Imaging plays an important role in determining the quality of sperm, eggs, and embryos, Zhu explains. The imaging challenge is complicated by the need for different techniques to image these specimens. "We're trying to develop an integrated, shared platform that can do all three kinds of imaging with the same equipment," says Zhu. "The cost will go down and the usability will be increased." His team has already developed the different techniques needed, and have promising preliminary results. "The next step is to integrate them. There is great potential," says Zhu. The three systems share many components, including the light source and the detector, making integration possible.
Sperm cells can be particularly difficult to image, Zhu explains, because they move at high speeds. "A lot of current technologies can't keep up with sperm cells, or their quality is not great. You need high sensitivity to capture the details of morphology the form." Zhu has developed a system to capture this detail at acceptable speed.

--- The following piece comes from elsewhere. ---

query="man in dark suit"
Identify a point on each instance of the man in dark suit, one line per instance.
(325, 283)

"The next step is to study how morphology is related to the quality of the sperm cell," he says, and he is specifically looking at the sperm heads. "Because of the special organization of DNA inside the head, light oscillates in different directions and travels at different speeds," says Zhu. "The integrity can be related to this anisotropic behavior called birefringence." Birefringence occurs when light travels at different speeds depending on the direction of oscillation. By measuring birefringence, Zhu can estimate the quantity and quality of the DNA in the sperm head.
Because this research is at an early stage, Zhu's team is currently working with samples from pigs and cows. Once they prove the process works, they can proceed to human testing. Eventually, Zhu envisions IVF imaging becoming an automatic process, with samples flowing through microfluidic channels while being analyzed and selected by a computer. "These are very sensitive samples that don't usually live outside the human body, so you want to keep them in a friendly environment with minimal human interference," says Zhu.